All of a sudden, a cat’s tail wound around her legs.  She looked down in surprise to see the blind cat.  Last she’d seen him, he’d been by Prince Felix. 
“I’ve got Imraldera after me,” he whispered.  “Intercept her if you would, I’d be most grateful.”  Then in an orange streak, he was off.
Lydia looked up to see a woman moving through the crowd towards her, turning her head in a searching manner.  “Are you looking for a cat?” she asked softly.
The woman was dark skinned and dark haired, and she wore green and lavender.  Her lips rounded in surprise.  “Yes, I am,” she said, equally soft.  “Have you seen one?”
“Uh-huh.  He told me you were coming.”
Her eyebrows shot up.  “Told you—?” Then a knowing smile spread over her pretty face.  “Ah, you must be Lydia.  My Prince told me about you.  I am Dame Imraldera.  You will come with me after the wedding, yes?”

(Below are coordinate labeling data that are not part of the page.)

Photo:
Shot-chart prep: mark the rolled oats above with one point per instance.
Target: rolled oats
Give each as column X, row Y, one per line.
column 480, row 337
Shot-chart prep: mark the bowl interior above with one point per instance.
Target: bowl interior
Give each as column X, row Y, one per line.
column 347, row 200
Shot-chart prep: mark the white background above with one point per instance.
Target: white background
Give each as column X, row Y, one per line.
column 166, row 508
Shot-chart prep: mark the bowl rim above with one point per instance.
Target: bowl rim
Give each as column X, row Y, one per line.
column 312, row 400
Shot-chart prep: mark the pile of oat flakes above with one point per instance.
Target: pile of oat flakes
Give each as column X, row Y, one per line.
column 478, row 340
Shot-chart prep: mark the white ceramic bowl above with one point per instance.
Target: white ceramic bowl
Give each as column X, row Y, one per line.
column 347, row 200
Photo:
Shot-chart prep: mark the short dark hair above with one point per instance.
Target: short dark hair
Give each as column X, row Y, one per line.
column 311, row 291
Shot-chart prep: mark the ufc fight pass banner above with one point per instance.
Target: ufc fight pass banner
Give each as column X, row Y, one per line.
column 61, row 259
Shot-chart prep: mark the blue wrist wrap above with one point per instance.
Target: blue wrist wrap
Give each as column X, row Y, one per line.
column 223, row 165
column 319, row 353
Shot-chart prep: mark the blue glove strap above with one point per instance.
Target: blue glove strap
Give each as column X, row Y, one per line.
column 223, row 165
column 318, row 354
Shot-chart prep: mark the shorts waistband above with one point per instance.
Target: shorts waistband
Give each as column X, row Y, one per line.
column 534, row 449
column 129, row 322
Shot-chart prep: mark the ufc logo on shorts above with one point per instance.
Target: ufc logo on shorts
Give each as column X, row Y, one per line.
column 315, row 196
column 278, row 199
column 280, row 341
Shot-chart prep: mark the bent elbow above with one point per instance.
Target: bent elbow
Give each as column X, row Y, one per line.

“Yes,” Lydia replied.  The woman, who seemed both young and old, seemed like an instant friend.  They went silent as they watched the end of the ceremony. 
Then Lydia whispered, “The kitty…do you know him?”
The sparkling black eyes of Imraldera laughed. 
Lydia reddened.  “I mean the cat…I mean…the man…Eanrin!”
She nodded.  “Yes…I know him.”
Something in her voice suggested more then friendship, and Lydia looked intently at her.  But her expression gave nothing away, and Lydia had to douse her sudden curiosity.
The ceremony was complete, and the cheers of the crowd filled the air.  Lydia closed her eyes in contentment.  Where would her life lead from here?  It did not matter.  She had a new master, one who cared for her.  She would follow the Prince.  True freedom.
And in that moment, Lydia heard the voice of the sea rising up to join in the singing of the stars.